EDIT: Just realized I should have written 3 mod 4, which is 3. So $f(3) = 3$. This is just the identity mapping, though, right?
Basically, I don't even know where to start.
Here is an attempt to understand what may be your doubt,and clear it.
So we will consider $\mathbb Z_4$. The question is saying the following : for all $x$, $f(x) = x \cdot f(1) \mod n$.
Which means, it does not make sense to fix a value of $x$.
What can vary in your question? Well, $f(1)$ can vary, right? And it can take values between $1$ and $4$, since $Z_4 = \{[1],[2],[3],[4]\}$.
Now, we will fix values of $f(1)$ and see the resulting automorphism.
$f(1)=1$: This gives $f(x)=x$, or the identity.
$f(1)=2$: This is not an automorphism, since $f(2)=f(4)=0$, so the kernel is non-zero.
$f(1)=3$: This maps $1 \to 3$, $2 \to 2$, $3 \to 1$ and $4 \to 4$.
$f(1)=4$: This is the zero map, it's left to you to check. Obviously not an automorphism.
Hence, we have got the two automorphisms ,identity and $(13)$ from this setup. I hope now you have understood what the requirements of the question are.
As for the question itself, it is simply a question of generation, so I will leave you with a hint.
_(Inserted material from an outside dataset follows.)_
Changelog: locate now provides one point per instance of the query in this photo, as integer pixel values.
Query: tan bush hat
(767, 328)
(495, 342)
Since $[x] = x \cdot [1]$ for all equivalence classes $[x] \in Z_n$, the place where $[1]$ maps decides the place where the rest of the $[x]$ map, since automorphisms have the property $f([x]) = f(x \cdot[1]) = x \cdot f([1])$. Now you can formalize why any automorphism must be of the form given in the question.